In dit verband moet worden gewezen op de omstandigheid dat binnen de school volgens een vast werkplan de vaardigheden van onder meer het hordelopen aan de leerlingen worden bijgebracht. De brugklasleerlingen worden eerst geschoold in de techniek van het hordelopen alvorens daadwerkelijk over de hordes wordt gesprongen, waarbij wordt gelet op het niveau van de individuele leerling. Er zijn maatregelen getroffen met het oog op de veiligheid van de kinderen. Met name is er ten opzichte van het hordelopen door deze leeftijdsgroep in het verband van een atletiekvereniging een aanpassing gedaan in hoogte van en afstand tussen de hordes. Bij de materiaalkeuze heeft het voorkomen van letsel en het verminderen van de ernst daarvan voorop gestaan. Er zijn instructies ter voorkoming van ongevallen, zoals het uitsluitend springen bij een vrije baan, die tevens de uitwijkmogelijkheid kan vormen in het geval een leerling bij een sprong niet goed uitkomt, en een juiste mate van concentratie bij de leerlingen.
Een en ander voert tezamen genomen tot de conclusie dat, in het licht van de genoemde inrichting van het gymnastiekonderwijs en de veiligheidsmaatregelen die P. heeft genomen, de kans op een ongeval niet zo groot was dat zij de bewuste oefening niet had mogen laten uitvoeren. Da Vinci is derhalve niet aansprakelijk voor de schade die N. als gevolg van het ongeval heeft geleden wegens het ontbreken van een onrechtmatige gedraging van P..
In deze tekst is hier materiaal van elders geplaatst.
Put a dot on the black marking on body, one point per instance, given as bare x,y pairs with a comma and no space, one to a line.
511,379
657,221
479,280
4.5.  Z. heeft nog aangevoerd dat het hordelopen voor kinderen van 12 jaar zonder meer te gevaarlijk is en dat de school een dergelijk sportonderdeel niet zou moeten geven in de verplichte gymnastiekles. Zij acht het in de vijfde les al inbouwen van een tijdselement veel te vroeg en vindt de competitie tussen de leerlingen met de daarmee gepaard gaande prestatiedruk gevaarzettend, zo begrijpt de rechtbank. Voor het oordeel dat hordelopen als onderdeel van de gymnastiekles in de brugklas van de middelbare school in zijn algemeenheid en ondanks getroffen voorzorgsmaatregelen te gevaarlijk zou zijn, heeft de rechtbank geen grond. Het feit dat door de leerlingen in de hier relevante leeftijd al twintig jaar op de door Da Vinci geschetste wijze in de gymnastiekles horde wordt gelopen zonder dat noemenswaardige incidenten hebben plaatsgehad, vormt een indicatie van het tegendeel. Z. heeft haar stelling ook niet nader onderbouwd. De kritiek van Z. op het tijdselement en de competitie is in tegenspraak met hetgeen P. daarover heeft verklaard. De kinderen lopen tegelijk in drie banen naast elkaar en kunnen vervolgens vernemen welke tijd zij hebben gelopen. Competitie tussen de kinderen is daarbij niet beoogd. Dat enige competitie tussen de leerlingen optreedt acht de rechtbank zeker voorstelbaar, maar dat dit een bron van gevaar vormt, zodanig dat dit tot onaanvaardbare risico’s leidt, is door Z. niet onderbouwd en ook anderszins heeft de rechtbank geen aanknopingspunt voor die vergaande conclusie.